= Tobias Bridge =

Sir Tobias Bridge fought for Parliament in the English Civil War, and served the Lord Protector Oliver Cromwell during the Interregnum. After the Restoration, he served King Charles II. During the Civil War he served under Thomas Fairfax and George Monck and was noted for his success in Scotland. He governed Cheshire, Lancashire and Staffordshire during the Rule of the Major-Generals and later in the garrison at Dunkirk. Following the restoration he served in the Tangier Garrison, rising to the position of acting governor and being commended for defending it from attack by the Moors. In 1666 Bridge was posted to Barbados and captured the island of Tobago during the Third Anglo-Dutch War. He is thought to have died at Bridgetown, which is named for him.

== Civil War ==
Bridge's early life is not documented and he first appears in the record during the English Civil War, where Bridge fought for Parliament as a captain under Thomas Fairfax. During the Interregnum, he was an active supporter of Oliver Cromwell served on several influential committees. He was promoted to major by 1649 and served with unit of dragoons in Scotland before 1653 and was noted for his victories against irregular Scottish forces. By 1654 he enjoyed the patronage of General George Monck, commander in chief of Scotland. He later acted as a major-general (or possibly a deputy major-general) in England. From 1655 and 1659, he was a Colonel of Horse, and on the death of Charles Worsley, he succeeded to the governorship of Cheshire, Lancashire and Staffordshire district during the second half of 1656 Rule of the Major-Generals.

==Dunkirk and Tangier ==
During the Second Commonwealth, in the immediate prelude to the restoration of the monarchy, he served as a major in Sir Lord Lockhart's Regiment of Horse at Dunkirk, and after the restoration, he was appointed Captain of Horse at Dunkirk, a post where he took direct orders from the Governor of Dunkirk and King Charles II. He held the post until 1662 when Dunkirk was sold to France. On his return from Dunkirk, he was commissioned into the Duke of Richmond's Regiment as a captain.

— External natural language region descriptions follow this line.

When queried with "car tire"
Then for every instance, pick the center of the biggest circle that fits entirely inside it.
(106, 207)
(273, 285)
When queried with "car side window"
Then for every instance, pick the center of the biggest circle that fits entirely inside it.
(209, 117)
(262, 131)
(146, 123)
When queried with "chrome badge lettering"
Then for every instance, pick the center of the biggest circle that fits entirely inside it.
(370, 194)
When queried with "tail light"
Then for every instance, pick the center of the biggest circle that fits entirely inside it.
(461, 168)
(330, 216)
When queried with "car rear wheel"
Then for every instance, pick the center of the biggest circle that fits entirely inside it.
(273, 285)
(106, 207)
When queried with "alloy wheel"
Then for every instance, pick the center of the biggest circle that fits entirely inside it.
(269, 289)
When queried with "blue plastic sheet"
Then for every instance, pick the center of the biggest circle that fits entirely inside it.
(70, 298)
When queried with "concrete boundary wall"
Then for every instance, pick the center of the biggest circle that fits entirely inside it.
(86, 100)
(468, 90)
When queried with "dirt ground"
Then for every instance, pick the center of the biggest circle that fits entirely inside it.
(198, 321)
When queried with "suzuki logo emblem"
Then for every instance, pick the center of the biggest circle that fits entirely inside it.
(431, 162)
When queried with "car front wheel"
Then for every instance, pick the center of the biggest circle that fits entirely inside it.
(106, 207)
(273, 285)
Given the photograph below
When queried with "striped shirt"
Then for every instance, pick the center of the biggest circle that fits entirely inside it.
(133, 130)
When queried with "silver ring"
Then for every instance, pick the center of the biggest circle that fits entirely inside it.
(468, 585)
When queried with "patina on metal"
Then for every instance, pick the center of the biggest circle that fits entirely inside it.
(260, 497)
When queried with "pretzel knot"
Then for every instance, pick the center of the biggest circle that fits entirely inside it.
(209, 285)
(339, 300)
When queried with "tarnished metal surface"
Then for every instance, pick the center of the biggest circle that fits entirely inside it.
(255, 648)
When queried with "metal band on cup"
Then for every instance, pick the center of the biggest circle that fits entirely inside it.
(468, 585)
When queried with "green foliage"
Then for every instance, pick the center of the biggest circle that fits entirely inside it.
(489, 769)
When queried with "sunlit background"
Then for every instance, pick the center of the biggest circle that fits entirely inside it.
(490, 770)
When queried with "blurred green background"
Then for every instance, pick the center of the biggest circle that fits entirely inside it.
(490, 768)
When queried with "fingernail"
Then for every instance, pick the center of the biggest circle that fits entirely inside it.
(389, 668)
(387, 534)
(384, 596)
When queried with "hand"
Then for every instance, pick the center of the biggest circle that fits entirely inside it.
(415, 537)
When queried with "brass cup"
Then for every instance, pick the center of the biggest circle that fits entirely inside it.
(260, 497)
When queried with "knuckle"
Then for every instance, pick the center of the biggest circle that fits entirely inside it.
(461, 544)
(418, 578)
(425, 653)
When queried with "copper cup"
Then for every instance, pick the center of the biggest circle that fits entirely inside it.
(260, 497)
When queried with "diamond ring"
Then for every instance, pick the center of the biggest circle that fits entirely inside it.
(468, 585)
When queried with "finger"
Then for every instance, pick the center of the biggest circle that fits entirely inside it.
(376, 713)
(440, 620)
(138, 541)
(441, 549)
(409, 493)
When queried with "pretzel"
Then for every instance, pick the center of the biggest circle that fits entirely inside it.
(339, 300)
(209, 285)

Bridge served in the Tangier Garrison of the North African territory that Charles II was granted as part of the Marriage Treaty in 1661. He was commander of three troops of horse there before assuming government of the post, with Henry Norwood, following the death of Andrew Rutherford, 1st Earl of Teviot at the 1664 Battle of Tangier. He was commended for his actions in defending the post against attacks by the Moors and received one of the first English medals.

== Barbados ==
A year after he was knighted in 1666, Bridge went to Barbados as colonel of his regiment. In February the following year he was commissioned by Charles II to raise the Barbados Regiment of Foot, of which he was appointed colonel. In 1673, he commanded the local land forces against the Baron of Tobago in one of the many wars over that island. In 1674, after victory in Tobago, he was admitted to the council of Barbados. He probably died in Bridgetown, a town named after him and the capital of Barbados.